If your work does not look “done” – and you still see red wine and food dye, or pet discoloration, then the next step is to try to absorb as much as possible before taking the rug to a professional rug cleaner (like us!). =)
Pack the area with CORN STARCH. Make sure you cover the spill affected area completely. The corn starch will pull up more of the spill as it dries. It is very absorbent.
Corn starch covering a spill on a wool rug.
>> Do NOT accidentally use baking soda! <<
Baking soda is alkaline and can create a yellowing of wool that will likely not be reversible.
>> Do NOT use any household spot removers! <<
Carpet spot removers that you buy in your grocery store are meant for the synthetic fibers in your wall-to-wall carpet and not for natural fiber rugs. Folex, Resolve, Oxyclean are all no-no’s.
Odor Issues: As far as the odors associated with all of these pet “emergencies,” misting Nature’s Miracle on the areas helps to remove some of the odor-causing bacteria. Resist the urge to saturate the rug with Nature’s Miracle, because pouring any product on a rug is never a good idea. With pet urine, if it is a substantial amount (dogs over 15 lbs or repeated accidents) then it has (because it’s hot and acidic) penetrated the wool or silk fibers and has been absorbed into the rug’s cotton foundation. In this case, the only way you will be able to remove the odor will be to have the rug get a bath and be soaked completely in an enzyme solution. You need to find a rug specialist to do this.
A different set of problems arises with “old” pet urine stains. When a pet urine stain is “fresh” it is a strong acid stain. After it has dried completely, and has sat in the fibers for several days, it becomes a strong alkaline stain. The problem with high alkalinity and wool is that it yellows the wool, and it also counteracts the mordant process that holds the dyes on to the wool fibers. It essentially makes the dyes “dissolve.” Even a rug with colorfast dyes will bleed and fade in areas that have old pet urine stains. So, the key in handling all pet stains is getting to the area as soon as you can (and use the spill steps so that you can minimize the damage).

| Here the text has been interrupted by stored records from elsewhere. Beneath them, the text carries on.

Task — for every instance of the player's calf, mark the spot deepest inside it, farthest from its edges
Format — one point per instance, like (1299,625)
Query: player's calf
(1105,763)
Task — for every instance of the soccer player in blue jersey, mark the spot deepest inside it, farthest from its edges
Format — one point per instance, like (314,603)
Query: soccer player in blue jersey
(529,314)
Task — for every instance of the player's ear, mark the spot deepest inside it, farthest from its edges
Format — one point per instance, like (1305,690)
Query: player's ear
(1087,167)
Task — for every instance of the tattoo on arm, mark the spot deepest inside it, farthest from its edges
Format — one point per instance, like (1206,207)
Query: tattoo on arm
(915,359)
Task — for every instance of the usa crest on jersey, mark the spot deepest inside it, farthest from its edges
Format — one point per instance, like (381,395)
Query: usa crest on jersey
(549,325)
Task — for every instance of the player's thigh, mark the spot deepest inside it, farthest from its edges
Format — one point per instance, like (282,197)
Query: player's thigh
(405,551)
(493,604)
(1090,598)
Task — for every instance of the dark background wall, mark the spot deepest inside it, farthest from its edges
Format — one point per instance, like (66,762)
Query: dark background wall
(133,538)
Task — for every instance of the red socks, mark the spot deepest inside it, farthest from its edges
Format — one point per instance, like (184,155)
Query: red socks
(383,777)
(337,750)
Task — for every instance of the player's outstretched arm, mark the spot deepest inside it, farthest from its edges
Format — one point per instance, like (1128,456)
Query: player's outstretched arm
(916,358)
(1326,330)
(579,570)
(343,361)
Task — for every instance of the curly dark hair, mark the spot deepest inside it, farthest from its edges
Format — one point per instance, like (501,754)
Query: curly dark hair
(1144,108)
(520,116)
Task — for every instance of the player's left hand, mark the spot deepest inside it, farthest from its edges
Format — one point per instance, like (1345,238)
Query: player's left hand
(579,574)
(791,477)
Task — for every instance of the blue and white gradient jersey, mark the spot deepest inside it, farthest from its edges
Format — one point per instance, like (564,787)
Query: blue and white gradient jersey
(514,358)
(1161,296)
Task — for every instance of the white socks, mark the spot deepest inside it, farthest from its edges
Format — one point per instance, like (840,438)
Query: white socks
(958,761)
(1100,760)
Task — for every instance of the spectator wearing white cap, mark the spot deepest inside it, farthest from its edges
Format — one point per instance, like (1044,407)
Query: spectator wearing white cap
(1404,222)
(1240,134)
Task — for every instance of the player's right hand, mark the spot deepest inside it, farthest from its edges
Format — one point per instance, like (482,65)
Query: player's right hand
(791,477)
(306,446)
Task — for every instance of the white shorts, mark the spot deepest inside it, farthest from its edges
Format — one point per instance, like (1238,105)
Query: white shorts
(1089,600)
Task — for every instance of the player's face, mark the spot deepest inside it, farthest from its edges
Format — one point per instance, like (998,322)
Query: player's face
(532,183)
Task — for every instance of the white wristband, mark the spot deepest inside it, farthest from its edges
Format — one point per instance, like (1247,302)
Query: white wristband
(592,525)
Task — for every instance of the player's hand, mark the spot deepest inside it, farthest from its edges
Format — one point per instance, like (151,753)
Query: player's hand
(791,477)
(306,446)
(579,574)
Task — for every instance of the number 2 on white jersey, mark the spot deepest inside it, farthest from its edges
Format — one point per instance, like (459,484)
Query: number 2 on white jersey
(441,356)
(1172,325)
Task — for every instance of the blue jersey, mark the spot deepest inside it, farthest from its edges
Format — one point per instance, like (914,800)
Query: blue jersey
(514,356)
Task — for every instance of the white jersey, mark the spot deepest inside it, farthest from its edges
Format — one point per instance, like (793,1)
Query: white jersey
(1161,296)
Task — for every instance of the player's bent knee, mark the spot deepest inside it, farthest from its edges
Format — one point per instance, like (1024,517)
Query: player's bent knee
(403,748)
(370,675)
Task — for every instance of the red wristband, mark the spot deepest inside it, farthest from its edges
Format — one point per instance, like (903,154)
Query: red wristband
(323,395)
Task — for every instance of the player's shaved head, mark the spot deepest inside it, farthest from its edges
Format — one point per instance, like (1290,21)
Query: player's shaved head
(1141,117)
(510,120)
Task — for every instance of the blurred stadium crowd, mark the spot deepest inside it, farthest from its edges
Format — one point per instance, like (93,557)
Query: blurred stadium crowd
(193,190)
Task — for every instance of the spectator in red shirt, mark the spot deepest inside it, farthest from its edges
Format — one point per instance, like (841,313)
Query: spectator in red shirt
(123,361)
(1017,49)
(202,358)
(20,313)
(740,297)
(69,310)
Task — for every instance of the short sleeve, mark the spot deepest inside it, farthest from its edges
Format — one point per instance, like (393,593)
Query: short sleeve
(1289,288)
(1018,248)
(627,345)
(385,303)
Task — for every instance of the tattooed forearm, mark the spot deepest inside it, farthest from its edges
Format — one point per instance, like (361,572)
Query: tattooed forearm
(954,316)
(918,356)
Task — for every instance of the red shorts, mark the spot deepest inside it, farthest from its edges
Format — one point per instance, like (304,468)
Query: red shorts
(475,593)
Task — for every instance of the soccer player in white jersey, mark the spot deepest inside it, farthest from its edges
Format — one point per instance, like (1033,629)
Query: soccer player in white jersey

Repair Issues: Cats often use their claws to create pulls in the field of a rug. These can usually be clipped without issue. Most pet damage, as far as chewing corners, etc., can be fixed, but depending on the rug, it can be expensive.
Summary: Knowing what your rug is will help you to know what you should and shouldn’t do to handle animal-related activity. Never use solvents or spot removers. Blot, dilute, blot… until you can bring your rug into a rug care professional for a thorough cleaning.